Implementation of the replicated SeeDB to visualize and extract knowledge from the 'Mental Health in Tech' dataset.
This is the readme file for implementing the extension of SeeDB, and it contains the instructions to run the extension iPython notebook. Prerequisites before running the code:
- Python 3.7
- Jupyter Notebook
- PostgreSQL
- Psycopg2
Follow the below steps to run the extension iPython notebook:
- Download the 'Mental Health in Tech' dataset from https://www.kaggle.com/datasets/osmi/mental-health-in-tech-survey.
- Ensure that the PostgreSQL Database is running and the files are in the correct database.
- Run the SQL queries given in the “Mental-Health-in-Tech/SQLQueries_extension.sql” file.
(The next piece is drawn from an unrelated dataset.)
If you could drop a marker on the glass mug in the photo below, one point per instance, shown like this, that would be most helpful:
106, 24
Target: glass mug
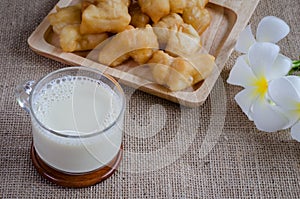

Properly update the file paths in this SQL file.
- Run the extension iPython notebook.
File paths need to be cautiously and correctly set in the functions to run the iPython notebook “Mental-Health-in-Tech/main_extension.ipynb” successfully:
- Give the file path where the original unclean dataset is downloaded to import it using the read_csv() function.
- Give the correct file paths while loading the table's data from the dataset using the SQL queries and importing the tables after obtaining the desired target and reference views.
- Give the folder's file path where the cleaned dataset is imported in the split_csv() function.